Yapraklar:Yaz sürgünlerinde sık bir şekilde bulunurlar. Kenarları tüylü, üst yüzeyleri dumanlı ve açık yeşil renktedir.
Meyve: Nar meyvesi iri, küresel, üstten hafif basıktır. Olgunlaştığında
kaliks segmentleri tarafından taçlanır. Meyve 5-14 cm çapındadır. İçi tohumla
dolu olup derimsi yapıda bir kabukla kaplıdır.
Kabuk, 1-5 mm
kalınlığında beyazımsı sarı, sarı yeşil veya kırmızı renklidir.
Meyvenin yenen kısmı
danelerden oluşur. Taneler zar şeklinde kabuk uzantılarıyla ayrılmış odacıklara
yerleşmiştir.
Sapa bağlanan bölümde bir göbek, sonra 2-5 adet alt odacık ve 5-8
adet üst odacık bulunur. Odacıkları ayıran zar kısımlarında kabuk daha ince,
alt ve üstte daha kalın ve etli yapıdadır. Daneler bu etli kısma gömülü durumda
bağlıdır. Daneler ince bir zar, pulp ve tohumdan oluşur. Renkleri
beyaz-sarıdan, pembe, kırmızı ve koyu kırmızı mora kadar değişir.

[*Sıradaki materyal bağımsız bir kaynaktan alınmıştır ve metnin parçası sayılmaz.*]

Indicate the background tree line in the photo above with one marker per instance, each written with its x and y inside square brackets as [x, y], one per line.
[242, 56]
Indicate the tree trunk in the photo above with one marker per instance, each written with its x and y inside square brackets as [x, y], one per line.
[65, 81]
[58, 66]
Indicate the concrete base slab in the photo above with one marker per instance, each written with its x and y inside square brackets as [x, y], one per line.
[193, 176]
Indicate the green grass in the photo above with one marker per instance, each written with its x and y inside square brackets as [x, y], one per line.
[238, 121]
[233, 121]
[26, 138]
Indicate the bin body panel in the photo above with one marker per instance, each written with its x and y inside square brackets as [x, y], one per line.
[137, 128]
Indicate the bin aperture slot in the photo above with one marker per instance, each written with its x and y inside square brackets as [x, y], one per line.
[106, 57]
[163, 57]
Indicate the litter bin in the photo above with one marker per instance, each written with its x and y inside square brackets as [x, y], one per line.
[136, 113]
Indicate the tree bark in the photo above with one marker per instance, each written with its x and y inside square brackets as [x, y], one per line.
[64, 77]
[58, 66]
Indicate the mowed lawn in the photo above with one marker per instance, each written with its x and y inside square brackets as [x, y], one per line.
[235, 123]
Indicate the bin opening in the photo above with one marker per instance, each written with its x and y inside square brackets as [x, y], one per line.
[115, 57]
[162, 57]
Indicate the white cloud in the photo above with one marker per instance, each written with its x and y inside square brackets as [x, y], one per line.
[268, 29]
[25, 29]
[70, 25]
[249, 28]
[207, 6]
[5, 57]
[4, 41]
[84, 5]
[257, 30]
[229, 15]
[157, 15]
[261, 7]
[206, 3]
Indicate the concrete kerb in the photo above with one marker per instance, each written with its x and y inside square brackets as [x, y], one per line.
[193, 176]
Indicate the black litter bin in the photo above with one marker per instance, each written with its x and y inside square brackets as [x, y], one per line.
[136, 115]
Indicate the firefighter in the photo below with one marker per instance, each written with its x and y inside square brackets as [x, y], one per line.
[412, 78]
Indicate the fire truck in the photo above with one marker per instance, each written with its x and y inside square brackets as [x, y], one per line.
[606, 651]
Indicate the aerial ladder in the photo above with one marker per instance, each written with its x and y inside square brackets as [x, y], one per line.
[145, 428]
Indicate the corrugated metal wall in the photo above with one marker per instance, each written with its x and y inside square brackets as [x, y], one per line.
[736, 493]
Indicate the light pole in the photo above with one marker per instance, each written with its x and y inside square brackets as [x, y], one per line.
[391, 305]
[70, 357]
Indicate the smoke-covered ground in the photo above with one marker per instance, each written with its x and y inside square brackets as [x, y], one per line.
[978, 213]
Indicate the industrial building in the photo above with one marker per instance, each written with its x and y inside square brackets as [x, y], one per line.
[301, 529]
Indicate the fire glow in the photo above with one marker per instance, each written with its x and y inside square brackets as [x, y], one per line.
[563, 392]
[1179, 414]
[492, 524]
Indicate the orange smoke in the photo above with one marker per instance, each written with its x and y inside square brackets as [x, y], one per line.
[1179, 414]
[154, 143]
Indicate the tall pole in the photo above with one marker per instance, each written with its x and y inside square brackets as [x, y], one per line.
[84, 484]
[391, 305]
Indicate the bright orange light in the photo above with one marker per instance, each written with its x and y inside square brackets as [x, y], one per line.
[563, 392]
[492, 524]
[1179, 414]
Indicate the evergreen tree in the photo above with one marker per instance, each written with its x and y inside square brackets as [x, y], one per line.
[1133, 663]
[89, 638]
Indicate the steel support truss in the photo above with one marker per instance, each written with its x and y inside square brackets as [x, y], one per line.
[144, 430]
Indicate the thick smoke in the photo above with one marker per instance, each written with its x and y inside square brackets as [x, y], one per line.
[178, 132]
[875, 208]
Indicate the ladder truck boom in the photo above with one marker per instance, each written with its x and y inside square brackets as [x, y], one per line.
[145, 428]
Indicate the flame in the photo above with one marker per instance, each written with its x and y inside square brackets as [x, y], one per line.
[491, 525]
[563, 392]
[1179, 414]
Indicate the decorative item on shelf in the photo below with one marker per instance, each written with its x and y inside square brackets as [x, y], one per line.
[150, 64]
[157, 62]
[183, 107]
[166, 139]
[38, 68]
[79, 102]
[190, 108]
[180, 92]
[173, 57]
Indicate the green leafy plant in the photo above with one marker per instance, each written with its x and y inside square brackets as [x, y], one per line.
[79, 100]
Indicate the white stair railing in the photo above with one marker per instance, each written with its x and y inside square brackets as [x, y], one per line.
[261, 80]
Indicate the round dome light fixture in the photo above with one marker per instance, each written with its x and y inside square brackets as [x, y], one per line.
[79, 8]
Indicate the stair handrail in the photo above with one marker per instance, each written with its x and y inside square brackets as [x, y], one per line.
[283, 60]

Hasat edilen meyveler dayanıklı meyve kabuğu nedeniyle depolama ve
taşıma sırasında diğer meyvelere oranla daha az zarar görür. İri meyve yapısına
sahip olduğu için hasat kısa zamanda yapılır.
Tohumlar
köşeli ve serttir. Bazı çeşitlerde tohum kabuğu (testa) sert değildir ve nar
daneleri yenilirken tohumlar ağızda fark edilmez. Bu tip narlara “çekirdeksiz
nar ” adı verilir.
Çiçek: İki eşeyli, büyük, kendine özgü nadiren sarı ya da beyaz renkte ve
kokusuzdur. Diğer meyve türlerine göre daha geç çiçek açtığı ve çiçeklenme
periyodu uzun olduğu için çiçeklenme döneminde oluşabilecek ilkbahar geç
donlarından korunur.
Ağaçta uzun
zaman periyodunda gerçekleşen çiçeklenme nedeniyle soğuk zararı söz konusu olsa
da yeni açan çiçekler sayesinde üretici zarar görmez.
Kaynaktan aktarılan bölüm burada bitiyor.